Doch wie ist im Allgemeinen in solchen Fällen zu verfahren? Grundsätzlich muss in jedem Einzelfall zunächst abgewogen werden, ob das gewünschte Orgelwerk auf der Orgel überhaupt oder nur unter Schwierigkeiten umgesetzt werden kann (Ambitus, Anzahl der Manuale, Disposition). Wird nach dieser Prüfung angestrebt, das Werk trotz auftretender Schwierigkeiten umzusetzen, ist Kompromissbereitschaft die wichtigste Haltung, vor allem bei der Registrierung. Hier können verschiedene Ansätze gewählt werden. So ist zunächst eine Registrierung möglichst nah an der vorgeschriebenen oder gewünschten die erste Wahl. Dennoch sollte mit viel Experimentierfreude nach einer Alternative gesucht werden. Häufig sind auch „verrückte“ oder ungewohnte Registrierungen sehr reizvoll. Die Kunst der richtigen Registrierung erfordert neben der Kenntnis der verschiedenen Registerarten ein genaues Kennenlernen des jeweiligen Instruments und vor allem viel Erfahrung, ist aber auch unglaublich interessant und bietet Abwechslung und eine Spielfreude, wie sie kaum ein anderes Instrument hervorzubringen vermag.
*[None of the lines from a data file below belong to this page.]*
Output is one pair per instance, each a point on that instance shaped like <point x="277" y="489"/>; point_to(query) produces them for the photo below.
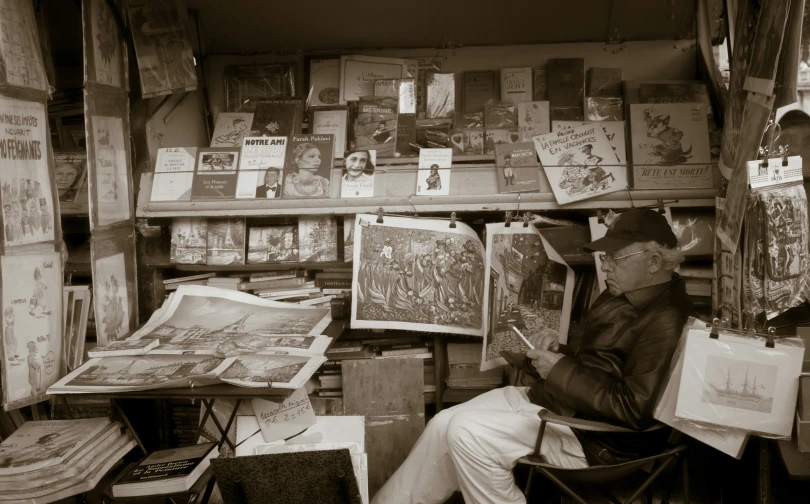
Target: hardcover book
<point x="518" y="168"/>
<point x="477" y="89"/>
<point x="308" y="166"/>
<point x="317" y="237"/>
<point x="71" y="172"/>
<point x="376" y="125"/>
<point x="278" y="117"/>
<point x="260" y="168"/>
<point x="215" y="175"/>
<point x="566" y="88"/>
<point x="516" y="85"/>
<point x="231" y="128"/>
<point x="670" y="146"/>
<point x="226" y="242"/>
<point x="189" y="239"/>
<point x="174" y="174"/>
<point x="441" y="95"/>
<point x="272" y="244"/>
<point x="166" y="471"/>
<point x="324" y="81"/>
<point x="604" y="82"/>
<point x="433" y="175"/>
<point x="578" y="161"/>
Instrument und Raum als Einheit

Neben dem Instrument ist auch der Klangraum von besonderer Bedeutung. Denn häufig wird ein Stück am Spieltisch geübt und auch nur da wahrgenommen. Ist der Raum groß, das Volumen oder der Nachhall somit hoch anzusetzen, so ergibt sich beim Zuhörer ein ganz anderer Klangeindruck von dem gespielten Orgelwerk als direkt in der Nähe der Pfeifen. Auch hier ist somit eine Anpassung des gespielten Stücks an den Raum, in dem es erklingt, erforderlich. Neben einer dem Charakter des Stücks sowie dem Raum angemessenen Registrierung ist vor allem auch das Grundtempo entscheidend. Wer hier in einem großen Raum als Organist beim Zuhörer keinen „Klangbrei“ abliefern möchte, sollte die Geschwindigkeit des Spiels gegebenenfalls drosseln, um die Transparenz und Klarheit der Komposition nicht zu gefährden. Die Königsdisziplin besteht vor allem darin, sich als Spieler hörtechnisch in den Zuhörer zu versetzen und so seinen eigenen Hörschwerpunkt in den Raum zu transferieren. So können Klang und Raum eine Einheit bilden und lebendiger Raumklang eine bereichernde Erfahrung sein.